For a temperate defense of evolutionary theory and a careful critique of objections to evolutionary theory advanced by Protestant fundamentalists, see James H. Fetzer's book RENDER UNTO DARWIN: PHILOSOPHICAL ASPECTS OF THE CHRISTIAN RIGHT'S CRUSADE AGAINST SCIENCE (2007).
It is instructive to remember that around the time of the American Revolutionary War, Tom Paine denounced organized religion in no uncertain terms. And yet organized religion still exists today.
Now, the creation stories that Professor Wilson mentions are obviously expressions of the human imagination.
But Professor Wilson cannot imagine how the transcendent divine ground of being (also known as God) could possibly have created the cosmos, including the sweep of evolution. Therefore, Professor Wilson concludes that there is no God. How's that for impeccable logic?
Of course the reason why Professor Wilson cannot imagine how God could have created the cosmos, including evolution, is deeply connected with his theory of evolution -- and how evolution has worked over the course of time. By definition, all adaptations in his theory of evolution are random. Therefore, the possibility of deliberate designs that Professor Wilson claims characterize the religious worldview and the creation stories involving a purported creator God. See how he works with disjunctive logic?
In addition, Professor Wilson repeatedly refers to "intelligent self-understanding."
In his major philosophical treatise INSIGHT: A STUDY OF HUMAN UNDERSTANDING (1957; 5th ed. 1992), Bernard Lonergan, S.J., discusses intelligent self-understanding. However, unlike Professor Wilson, Lonergan does not subscribe to a materialistic philosophical position.

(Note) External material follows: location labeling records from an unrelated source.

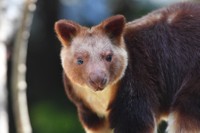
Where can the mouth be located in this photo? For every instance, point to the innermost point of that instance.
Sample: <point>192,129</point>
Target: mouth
<point>96,87</point>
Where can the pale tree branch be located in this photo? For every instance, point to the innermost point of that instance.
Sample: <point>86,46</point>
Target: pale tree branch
<point>19,69</point>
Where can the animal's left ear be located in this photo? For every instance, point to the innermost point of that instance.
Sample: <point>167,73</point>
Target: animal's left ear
<point>114,26</point>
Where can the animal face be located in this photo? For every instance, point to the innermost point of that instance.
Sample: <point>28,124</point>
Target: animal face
<point>91,58</point>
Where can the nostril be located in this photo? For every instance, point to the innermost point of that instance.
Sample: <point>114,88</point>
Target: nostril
<point>103,82</point>
<point>97,80</point>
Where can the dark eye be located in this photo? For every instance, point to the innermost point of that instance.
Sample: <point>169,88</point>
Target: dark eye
<point>109,58</point>
<point>79,61</point>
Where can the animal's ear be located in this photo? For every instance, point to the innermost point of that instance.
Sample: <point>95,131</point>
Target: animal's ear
<point>66,30</point>
<point>114,26</point>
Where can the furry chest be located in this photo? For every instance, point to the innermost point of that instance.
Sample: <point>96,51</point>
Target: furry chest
<point>98,101</point>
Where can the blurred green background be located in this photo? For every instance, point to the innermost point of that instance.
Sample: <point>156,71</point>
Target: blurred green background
<point>50,110</point>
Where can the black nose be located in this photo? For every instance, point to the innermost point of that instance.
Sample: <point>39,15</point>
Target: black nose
<point>97,80</point>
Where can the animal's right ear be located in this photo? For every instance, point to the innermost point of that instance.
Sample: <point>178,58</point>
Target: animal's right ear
<point>114,26</point>
<point>66,30</point>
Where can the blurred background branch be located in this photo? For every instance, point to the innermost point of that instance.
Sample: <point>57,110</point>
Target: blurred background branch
<point>19,96</point>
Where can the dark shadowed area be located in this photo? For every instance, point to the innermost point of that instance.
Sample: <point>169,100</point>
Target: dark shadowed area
<point>50,110</point>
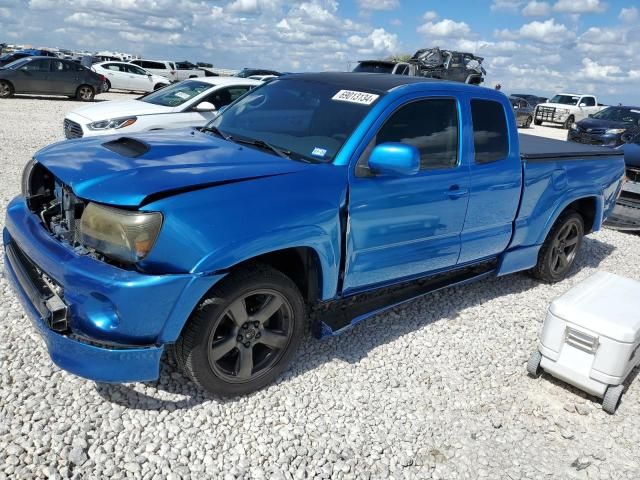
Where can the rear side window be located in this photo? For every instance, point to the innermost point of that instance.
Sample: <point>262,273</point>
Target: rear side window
<point>490,137</point>
<point>429,125</point>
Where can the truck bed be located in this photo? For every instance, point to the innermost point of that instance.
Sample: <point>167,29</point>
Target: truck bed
<point>536,149</point>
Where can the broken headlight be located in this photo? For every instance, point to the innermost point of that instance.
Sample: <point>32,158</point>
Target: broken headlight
<point>112,123</point>
<point>26,177</point>
<point>119,234</point>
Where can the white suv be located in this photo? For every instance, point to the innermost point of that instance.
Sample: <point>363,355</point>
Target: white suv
<point>163,68</point>
<point>124,76</point>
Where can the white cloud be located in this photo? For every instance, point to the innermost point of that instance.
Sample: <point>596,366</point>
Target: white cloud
<point>378,4</point>
<point>592,70</point>
<point>579,6</point>
<point>430,16</point>
<point>379,41</point>
<point>536,9</point>
<point>511,6</point>
<point>445,28</point>
<point>629,15</point>
<point>548,32</point>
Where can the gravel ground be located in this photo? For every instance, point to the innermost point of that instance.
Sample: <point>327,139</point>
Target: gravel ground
<point>434,389</point>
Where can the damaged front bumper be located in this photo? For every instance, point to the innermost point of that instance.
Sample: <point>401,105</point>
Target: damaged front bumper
<point>98,321</point>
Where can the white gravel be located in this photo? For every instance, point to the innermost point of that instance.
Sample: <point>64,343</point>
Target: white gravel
<point>433,389</point>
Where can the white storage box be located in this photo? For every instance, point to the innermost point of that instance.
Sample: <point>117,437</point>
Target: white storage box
<point>591,337</point>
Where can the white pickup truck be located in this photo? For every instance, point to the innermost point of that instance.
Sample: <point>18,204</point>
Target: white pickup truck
<point>567,108</point>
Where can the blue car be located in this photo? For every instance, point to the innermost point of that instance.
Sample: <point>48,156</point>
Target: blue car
<point>321,198</point>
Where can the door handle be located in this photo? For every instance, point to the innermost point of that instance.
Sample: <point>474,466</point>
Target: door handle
<point>456,192</point>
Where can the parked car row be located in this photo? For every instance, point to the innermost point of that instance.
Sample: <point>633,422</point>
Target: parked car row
<point>50,76</point>
<point>190,103</point>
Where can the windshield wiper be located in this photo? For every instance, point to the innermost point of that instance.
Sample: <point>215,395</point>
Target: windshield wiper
<point>216,130</point>
<point>264,145</point>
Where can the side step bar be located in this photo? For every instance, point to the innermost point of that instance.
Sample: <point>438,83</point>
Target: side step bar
<point>334,317</point>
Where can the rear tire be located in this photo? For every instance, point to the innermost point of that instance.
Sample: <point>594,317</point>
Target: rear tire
<point>85,93</point>
<point>244,333</point>
<point>6,89</point>
<point>559,250</point>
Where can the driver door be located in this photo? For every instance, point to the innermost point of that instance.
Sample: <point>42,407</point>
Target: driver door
<point>35,77</point>
<point>409,226</point>
<point>138,78</point>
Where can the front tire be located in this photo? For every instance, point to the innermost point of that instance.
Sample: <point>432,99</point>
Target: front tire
<point>244,333</point>
<point>567,123</point>
<point>6,89</point>
<point>85,93</point>
<point>558,252</point>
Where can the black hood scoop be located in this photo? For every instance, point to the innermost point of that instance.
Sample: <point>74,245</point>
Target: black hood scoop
<point>127,147</point>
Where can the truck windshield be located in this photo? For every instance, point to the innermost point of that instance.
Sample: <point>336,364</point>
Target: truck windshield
<point>306,119</point>
<point>177,94</point>
<point>620,114</point>
<point>374,67</point>
<point>565,99</point>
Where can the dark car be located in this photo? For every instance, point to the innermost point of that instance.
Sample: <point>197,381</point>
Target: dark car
<point>610,127</point>
<point>523,111</point>
<point>49,76</point>
<point>8,58</point>
<point>532,99</point>
<point>449,65</point>
<point>249,72</point>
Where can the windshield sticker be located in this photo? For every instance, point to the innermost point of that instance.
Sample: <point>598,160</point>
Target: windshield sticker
<point>363,98</point>
<point>319,152</point>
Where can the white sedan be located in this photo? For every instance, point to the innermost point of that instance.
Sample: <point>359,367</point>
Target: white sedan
<point>190,103</point>
<point>126,76</point>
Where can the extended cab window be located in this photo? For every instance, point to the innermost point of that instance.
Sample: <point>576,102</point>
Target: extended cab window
<point>429,125</point>
<point>490,137</point>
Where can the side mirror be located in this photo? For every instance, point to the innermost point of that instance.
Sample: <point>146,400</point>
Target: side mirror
<point>395,159</point>
<point>205,107</point>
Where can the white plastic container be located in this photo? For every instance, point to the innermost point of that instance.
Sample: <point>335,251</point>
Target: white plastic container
<point>591,337</point>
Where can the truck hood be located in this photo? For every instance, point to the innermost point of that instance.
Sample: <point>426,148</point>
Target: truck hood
<point>131,171</point>
<point>117,109</point>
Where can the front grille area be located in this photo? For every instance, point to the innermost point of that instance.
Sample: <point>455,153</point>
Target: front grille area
<point>545,113</point>
<point>72,129</point>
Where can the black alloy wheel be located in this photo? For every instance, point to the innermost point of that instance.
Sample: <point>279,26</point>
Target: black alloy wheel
<point>6,90</point>
<point>244,333</point>
<point>250,336</point>
<point>559,250</point>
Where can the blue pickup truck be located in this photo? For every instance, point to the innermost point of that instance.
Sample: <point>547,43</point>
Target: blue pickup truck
<point>320,198</point>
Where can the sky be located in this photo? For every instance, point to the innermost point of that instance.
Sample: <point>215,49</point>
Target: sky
<point>529,46</point>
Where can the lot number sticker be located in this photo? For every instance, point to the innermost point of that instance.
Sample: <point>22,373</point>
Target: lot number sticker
<point>363,98</point>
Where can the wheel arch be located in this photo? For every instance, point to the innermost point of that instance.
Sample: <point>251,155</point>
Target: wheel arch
<point>589,206</point>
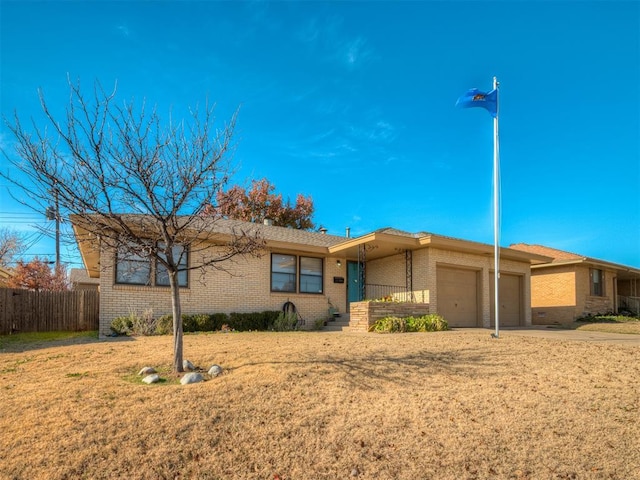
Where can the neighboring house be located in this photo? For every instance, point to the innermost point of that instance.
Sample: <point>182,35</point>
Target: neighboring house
<point>320,272</point>
<point>573,286</point>
<point>80,280</point>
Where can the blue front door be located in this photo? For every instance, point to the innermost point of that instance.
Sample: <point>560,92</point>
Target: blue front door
<point>354,284</point>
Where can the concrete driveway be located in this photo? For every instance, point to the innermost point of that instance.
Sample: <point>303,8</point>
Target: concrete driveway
<point>572,335</point>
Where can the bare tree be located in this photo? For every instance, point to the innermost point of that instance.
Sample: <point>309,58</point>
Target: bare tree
<point>136,184</point>
<point>12,244</point>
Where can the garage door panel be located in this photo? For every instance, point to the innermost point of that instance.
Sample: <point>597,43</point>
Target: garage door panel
<point>458,296</point>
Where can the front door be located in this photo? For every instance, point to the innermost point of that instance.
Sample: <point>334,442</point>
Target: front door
<point>354,287</point>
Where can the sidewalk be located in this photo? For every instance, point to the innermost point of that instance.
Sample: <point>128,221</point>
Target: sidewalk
<point>572,335</point>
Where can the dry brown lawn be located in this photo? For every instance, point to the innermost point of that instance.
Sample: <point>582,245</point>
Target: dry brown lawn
<point>446,405</point>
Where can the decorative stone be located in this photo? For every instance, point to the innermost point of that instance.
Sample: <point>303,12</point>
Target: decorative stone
<point>147,371</point>
<point>149,379</point>
<point>187,365</point>
<point>193,377</point>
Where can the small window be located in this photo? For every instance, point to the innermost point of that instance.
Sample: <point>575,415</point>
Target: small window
<point>283,273</point>
<point>310,275</point>
<point>132,268</point>
<point>597,283</point>
<point>180,256</point>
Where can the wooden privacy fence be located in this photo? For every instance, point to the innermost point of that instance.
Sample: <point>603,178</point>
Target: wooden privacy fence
<point>27,311</point>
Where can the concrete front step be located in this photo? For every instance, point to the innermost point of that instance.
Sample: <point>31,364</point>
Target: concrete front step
<point>338,324</point>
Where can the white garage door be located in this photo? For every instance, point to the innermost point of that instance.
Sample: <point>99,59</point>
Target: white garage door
<point>458,296</point>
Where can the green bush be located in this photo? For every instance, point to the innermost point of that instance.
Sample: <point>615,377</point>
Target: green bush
<point>143,324</point>
<point>197,322</point>
<point>134,324</point>
<point>252,321</point>
<point>122,325</point>
<point>164,325</point>
<point>425,323</point>
<point>285,322</point>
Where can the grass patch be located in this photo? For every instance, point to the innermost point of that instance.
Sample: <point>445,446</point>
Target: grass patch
<point>455,404</point>
<point>31,338</point>
<point>608,324</point>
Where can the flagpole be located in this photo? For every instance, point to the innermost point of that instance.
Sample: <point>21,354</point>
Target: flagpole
<point>496,211</point>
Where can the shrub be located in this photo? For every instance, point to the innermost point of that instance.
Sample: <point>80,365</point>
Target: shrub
<point>285,322</point>
<point>252,321</point>
<point>143,324</point>
<point>164,325</point>
<point>122,325</point>
<point>425,323</point>
<point>389,325</point>
<point>134,324</point>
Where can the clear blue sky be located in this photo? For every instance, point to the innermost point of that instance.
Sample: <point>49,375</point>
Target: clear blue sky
<point>353,103</point>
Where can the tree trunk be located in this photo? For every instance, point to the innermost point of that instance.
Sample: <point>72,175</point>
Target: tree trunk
<point>177,322</point>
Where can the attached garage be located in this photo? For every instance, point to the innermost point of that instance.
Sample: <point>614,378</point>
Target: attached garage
<point>510,298</point>
<point>458,298</point>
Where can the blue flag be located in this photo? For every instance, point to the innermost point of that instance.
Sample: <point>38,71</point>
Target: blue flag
<point>476,98</point>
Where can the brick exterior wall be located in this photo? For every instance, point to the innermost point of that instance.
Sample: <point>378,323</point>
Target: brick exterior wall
<point>245,288</point>
<point>424,267</point>
<point>562,293</point>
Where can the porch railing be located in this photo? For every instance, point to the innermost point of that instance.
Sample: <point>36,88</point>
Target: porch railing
<point>375,291</point>
<point>629,304</point>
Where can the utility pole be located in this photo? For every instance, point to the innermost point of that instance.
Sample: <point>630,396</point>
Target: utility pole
<point>53,213</point>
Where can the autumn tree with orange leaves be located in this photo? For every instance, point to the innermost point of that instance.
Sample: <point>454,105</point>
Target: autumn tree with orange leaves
<point>260,203</point>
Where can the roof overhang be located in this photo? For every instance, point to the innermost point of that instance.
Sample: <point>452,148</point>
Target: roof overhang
<point>622,271</point>
<point>380,245</point>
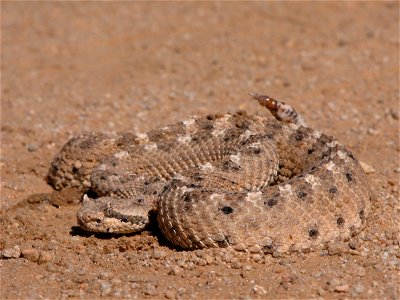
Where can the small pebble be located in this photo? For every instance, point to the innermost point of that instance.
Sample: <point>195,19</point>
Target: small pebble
<point>259,290</point>
<point>105,288</point>
<point>44,257</point>
<point>367,168</point>
<point>337,249</point>
<point>170,294</point>
<point>31,147</point>
<point>30,254</point>
<point>360,271</point>
<point>157,254</point>
<point>342,288</point>
<point>357,289</point>
<point>14,252</point>
<point>149,289</point>
<point>175,270</point>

On the contrary, he vigorously embraces a non-materialistic philosophical position.
Yes, to be sure, there is a pronounced disjunction between a materialistic philosophical position and a non-materialistic philosophical position.
Arguably an agnostic philosophical position involves sitting on the fence, figuratively speaking, between those two mutually exclusive philosophical positions.
But here's the important question: Would secularists who have worked out what Professor Wilson styles as an intelligent self-understanding differ in significant ways from theists who have worked out the kind of intelligent self-understanding that Lonergan describes?
Professor Wilson stresses the importance of informed and enlightened decision making that is responsible.
Lonergan stresses the importance of informed and enlightened decision making that is responsible.
Thus, broadly, Professor Wilson's conceptual construct of intelligent self-understanding appears not to be inconsistent with Lonergan's conceptual construct of intelligent self-understanding.
However, the devil is in the details involved in concrete decision making.